The forgotten citizen responsibility to vote in a democracy is a major issue. All the current shenanigans of the U.S. Republican Party in trying to suppress the vote of those it doesn’t think will vote for them is but one ploy in a long list of political techniques to rig elections. Gerrymandering the voting districts is but one traditional strategy, but U.S. politicians have tried many ways in the past to try and guarantee their continuance in power. I remember the days of the Chicago democratic “Machine”, or mafia, surrounding Mayor Daly, when he espoused his particular strategy of election control by encouraging his supporters to “vote early, and vote often.” Current republican legislation throughout the country aimed at making it more difficult for their non-supporters to vote may not be quite as blatant as Mayor Daly, but it is equally insidious to the democratic process.

     Why do we allow all these attempts to subvert the basic rights of U.S. citizens, when there is a simple way to eliminate them? It is a step that is rarely promoted, is not specifically mentioned in the Constitution, but is fundamental to a successful democracy. It involves the responsibility of citizens in a democracy. We are endlessly bombarded by “Citizens’ Rights” campaigns, which are laid out in the Constitution and the Bill of Rights, but rarely do we hear anyone espousing citizen responsibility.

     If we made voting obligatory, subject to penalties for non-compliance, a lot of these shenanigans would be impossible. Not that political parties, and individual politicians, would stop trying to manipulate the results, but it would be more difficult.

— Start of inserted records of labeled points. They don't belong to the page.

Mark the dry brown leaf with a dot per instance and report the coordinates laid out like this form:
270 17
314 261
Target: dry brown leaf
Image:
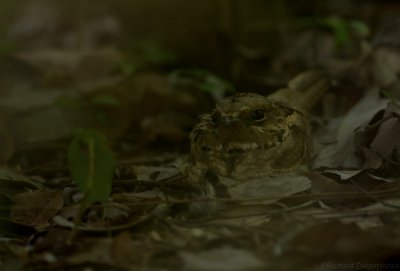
36 208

     However, there is another, more important, reason for introducing obligatory voting. RESPONSIBILITY. The citizen responsibility to vote.

     I have always believed that if you choose not to participate in a decision, you have no right to complain about the result. A simple and basic philosophy, and perhaps even a naïve one, but a heart-felt principle none-the-less.

     The reverse of that argument also applies. If you do participate in a decision, you have a right to expect that the results are followed, and you are in a much stronger position to insist that they are. The entire essence of a democracy is that it’s participatory. It is not a spectator event. That’s called an autocracy, or a dictatorship. Democracy has to be practiced, if it is to survive as a governance system.

     I can already hear the critics of this idea. I have the right to not vote if I don’t want to; you’re taking away my individual freedom; this against my rights as guaranteed by the Constitution ecetera, ecetera…..

     My reply to those comments is, if you don’t want to live in a communist state, or a dictatorship, or any other governance system, except a participatory democracy, you have a responsibility to get involved, and you have a responsibility to vote. If you don’t, you deserve whatever you get, and you have no right to complain.

     Obligatory voting should also involve a vacation day for the election. That would eliminate many of the issues around getting to the polling stations.

     Let’s start with national elections.

     Enforcement of the penalties for not voting would be difficult, no doubt, but we already have an agency designed for a similar purpose, the IRS. A modification to its charter would be relatively straightforward.

     I’m not suggesting this idea will stop politicians and political parties from trying to manipulate the election process, that’s a pipedream, but it would make it more difficult and, more importantly, would make the citizenry more conscious of, and responsible for, their future.